Barry Henderson (42) is accused of wilfully setting fire to materials in the ground floor common stair and landing area in High Street, Fraserburgh in May 1998.
Prosecutors at the High Court in Glasgow this week said that the blaze spread to the two flats occupied by the Graham family, killing Gordon Graham.
The jury heard that he died of smoke inhalation and his body was scorched by fire.
At the time of his death he was ‘substantially under the influence of alcohol and cannabis.’
Henderson is also accused of attempting to murder Gordon’s wife Anne.
The Grahams moved to Aberdeenshire afrer being evicted from their home in Alexander Road, Glenrothes, which became known as ‘Little Bosnia’ due to their reign of terror.
At the time of his death, Gordon had almost 60 convictions.

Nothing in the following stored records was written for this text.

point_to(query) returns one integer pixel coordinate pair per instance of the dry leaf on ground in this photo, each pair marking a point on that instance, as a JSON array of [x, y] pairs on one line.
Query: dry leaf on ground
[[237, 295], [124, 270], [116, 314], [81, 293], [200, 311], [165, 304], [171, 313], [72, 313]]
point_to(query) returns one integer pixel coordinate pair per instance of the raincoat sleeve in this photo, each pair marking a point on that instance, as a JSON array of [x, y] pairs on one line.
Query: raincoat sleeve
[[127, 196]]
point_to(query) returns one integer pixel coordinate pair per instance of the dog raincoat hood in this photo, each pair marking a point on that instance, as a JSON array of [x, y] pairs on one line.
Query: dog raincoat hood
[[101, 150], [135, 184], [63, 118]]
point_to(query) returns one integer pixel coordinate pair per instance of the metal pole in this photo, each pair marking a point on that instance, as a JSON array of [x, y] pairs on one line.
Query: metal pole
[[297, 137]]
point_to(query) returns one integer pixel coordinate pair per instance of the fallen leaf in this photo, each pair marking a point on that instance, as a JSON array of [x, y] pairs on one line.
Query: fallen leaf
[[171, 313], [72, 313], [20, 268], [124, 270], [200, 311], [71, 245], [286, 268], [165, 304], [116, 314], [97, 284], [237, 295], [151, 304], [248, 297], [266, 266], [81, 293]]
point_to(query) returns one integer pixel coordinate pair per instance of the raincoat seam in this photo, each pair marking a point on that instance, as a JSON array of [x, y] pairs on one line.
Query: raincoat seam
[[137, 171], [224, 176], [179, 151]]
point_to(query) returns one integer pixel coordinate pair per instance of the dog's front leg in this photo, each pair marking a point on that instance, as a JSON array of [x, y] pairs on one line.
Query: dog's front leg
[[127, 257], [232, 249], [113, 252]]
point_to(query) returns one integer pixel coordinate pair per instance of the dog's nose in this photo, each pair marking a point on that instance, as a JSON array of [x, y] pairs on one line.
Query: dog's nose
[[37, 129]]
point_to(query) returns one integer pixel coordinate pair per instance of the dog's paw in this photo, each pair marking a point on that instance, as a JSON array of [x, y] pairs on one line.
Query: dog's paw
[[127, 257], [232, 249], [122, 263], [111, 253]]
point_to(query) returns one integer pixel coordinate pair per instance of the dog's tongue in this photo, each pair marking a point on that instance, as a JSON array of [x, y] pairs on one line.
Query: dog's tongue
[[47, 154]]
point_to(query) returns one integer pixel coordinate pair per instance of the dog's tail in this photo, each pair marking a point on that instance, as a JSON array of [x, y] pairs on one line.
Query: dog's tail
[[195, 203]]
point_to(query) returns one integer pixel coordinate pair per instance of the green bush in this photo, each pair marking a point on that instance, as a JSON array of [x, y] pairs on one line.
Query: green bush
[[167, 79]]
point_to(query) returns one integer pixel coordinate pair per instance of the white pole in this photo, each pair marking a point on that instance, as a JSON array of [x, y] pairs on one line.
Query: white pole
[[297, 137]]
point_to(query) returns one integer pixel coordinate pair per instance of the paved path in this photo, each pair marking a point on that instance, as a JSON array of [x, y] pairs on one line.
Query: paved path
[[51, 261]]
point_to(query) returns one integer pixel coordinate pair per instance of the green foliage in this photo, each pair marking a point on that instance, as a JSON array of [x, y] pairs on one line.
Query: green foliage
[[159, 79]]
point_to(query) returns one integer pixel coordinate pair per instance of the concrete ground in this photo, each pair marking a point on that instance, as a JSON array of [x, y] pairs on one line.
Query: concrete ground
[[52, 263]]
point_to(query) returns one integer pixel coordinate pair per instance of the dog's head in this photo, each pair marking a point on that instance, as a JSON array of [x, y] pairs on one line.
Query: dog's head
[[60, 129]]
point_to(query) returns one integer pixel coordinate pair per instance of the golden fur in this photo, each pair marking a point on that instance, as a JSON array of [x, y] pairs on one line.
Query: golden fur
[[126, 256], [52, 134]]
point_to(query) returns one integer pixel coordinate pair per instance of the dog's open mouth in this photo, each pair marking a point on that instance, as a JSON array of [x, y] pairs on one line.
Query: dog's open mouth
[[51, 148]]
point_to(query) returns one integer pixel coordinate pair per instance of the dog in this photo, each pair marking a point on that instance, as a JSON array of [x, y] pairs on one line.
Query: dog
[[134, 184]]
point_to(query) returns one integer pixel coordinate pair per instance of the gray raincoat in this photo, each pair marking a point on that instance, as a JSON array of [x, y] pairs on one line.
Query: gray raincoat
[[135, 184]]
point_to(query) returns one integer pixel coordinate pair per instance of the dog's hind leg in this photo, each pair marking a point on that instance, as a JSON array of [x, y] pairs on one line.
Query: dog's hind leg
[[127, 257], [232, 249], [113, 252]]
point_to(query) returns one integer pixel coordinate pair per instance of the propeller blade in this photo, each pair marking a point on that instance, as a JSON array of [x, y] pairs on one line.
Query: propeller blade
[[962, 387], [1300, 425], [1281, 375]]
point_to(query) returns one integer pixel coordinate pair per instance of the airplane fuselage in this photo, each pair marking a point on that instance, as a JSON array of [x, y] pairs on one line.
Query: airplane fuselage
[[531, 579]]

The Grahams had three sons, James, David and Dean, and two daughters, Heather and Sharon.
Dean died of a suspected drugs overdose at the age of 18 in 2001 and the following year James (25) drowned after crashing his car.
His body was recovered from the North Sea three weeks after the accident.
In 1994, James was jailed for five years after knocking down 25 year-old Pauline McConnachie – who later had to have a leg amputated – in a Christmas Eve hit-and-run while joyriding in a stolen car.
In 1995, the Grahams were finally ordered out of their house in Alexander Road following a 17-day eviction hearing, ending years of misery for their neighbours.
An attempt to evict them had been made by the then Glenrothes Development Corporation the previous year due to persistent anti-social behaviour, but sheriff officers had been pelted by metal objects and excrement.
The house had been barricaded and the door handle electrified.
Henderson, who is represented by defence QC Brian McConnachie, denies all the charges against him and has lodged special defences of alibi and incrimination.
The trial, which is expected to last five weeks, continues.